What layers are affected by dropout layer in Tensorflow?

4.9k Views Asked by At

Consider transfer learning in order to use a pretrained model in keras/tensorflow. For each old layer, trained parameter is set to false so that its weights are not updated during training whereas the last layer(s) have been substituted with new layers and these must be trained. Particularly two fully connected hidden layers with 512 and 1024 neurons and and relu activation function have been added. After these layers a Dropout layer is used with rate 0.2. This means that during each epoch of training 20% of the neurons are randomly discarded.

What layers does this dropout layer affect? Does it affect all the network including also the pretrained layers for which layer.trainable=false has been set or does it affect only the newly added layers? Or does it affect only the previous layer (i.e., the one with 1024 neurons)?

In other words, which layer(s) do the neurons that are turned off during each epoch by the dropout belong to?

import os

from tensorflow.keras import layers
from tensorflow.keras import Model
  
from tensorflow.keras.applications.inception_v3 import InceptionV3

local_weights_file = 'weights.h5'

pre_trained_model = InceptionV3(input_shape = (150, 150, 3), 
                                include_top = False, 
                                weights = None)

pre_trained_model.load_weights(local_weights_file)

for layer in pre_trained_model.layers:
  layer.trainable = False
  
# pre_trained_model.summary()

last_layer = pre_trained_model.get_layer('mixed7')
last_output = last_layer.output

# Flatten the output layer to 1 dimension
x = layers.Flatten()(last_output)
# Add two fully connected layers with 512 and 1,024 hidden units and ReLU activation
x = layers.Dense(512, activation='relu')(x)
x = layers.Dense(1024, activation='relu')(x)
# Add a dropout rate of 0.2
x = layers.Dropout(0.2)(x)                  
# Add a final sigmoid layer for classification
x = layers.Dense  (1, activation='sigmoid')(x)           

model = Model( pre_trained_model.input, x) 

model.compile(optimizer = RMSprop(lr=0.0001), 
              loss = 'binary_crossentropy', 
              metrics = ['accuracy'])
2

There are 2 best solutions below

0
On BEST ANSWER

The dropout layer will affect the output of the previous layer.

If we look at the specific part of your code:

x = layers.Dense(1024, activation='relu')(x)
# Add a dropout rate of 0.2
x = layers.Dropout(0.2)(x)                  
# Add a final sigmoid layer for classification
x = layers.Dense  (1, activation='sigmoid')(x)  

In your case, 20% of the output of the layer defined by x = layers.Dense(1024, activation='relu')(x) will be dropped at random, before being passed to the final Dense layer.

2
On

Only the previous layer's neurons are "turned off", but all layers are "affected" in terms of backprop.

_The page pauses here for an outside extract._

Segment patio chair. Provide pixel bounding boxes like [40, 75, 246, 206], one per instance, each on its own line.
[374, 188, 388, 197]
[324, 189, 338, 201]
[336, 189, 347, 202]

  • Later layers: Dropout's output is input to the next layer, so next layer's outputs will change, and so will next-next's, etc.
  • Previous layers: as the "effective output" of the pre-Dropout layer is changed, so will gradients to it, and thus any subsequent gradients. In the extreme case of Dropout(rate=1), zero gradient will flow.

Also, note that whole neurons are only dropped if input to Dense is 2D (batch_size, features); Dropout applies a random uniform mask to all dimensions (equivalent to dropping whole neurons in 2D case). To drop whole neurons, set Dropout(.2, noise_shape=(batch_size, 1, features)) (3D case). To drop same neurons across all samples, use noise_shape=(1, 1, features) (or (1, features) for 2D).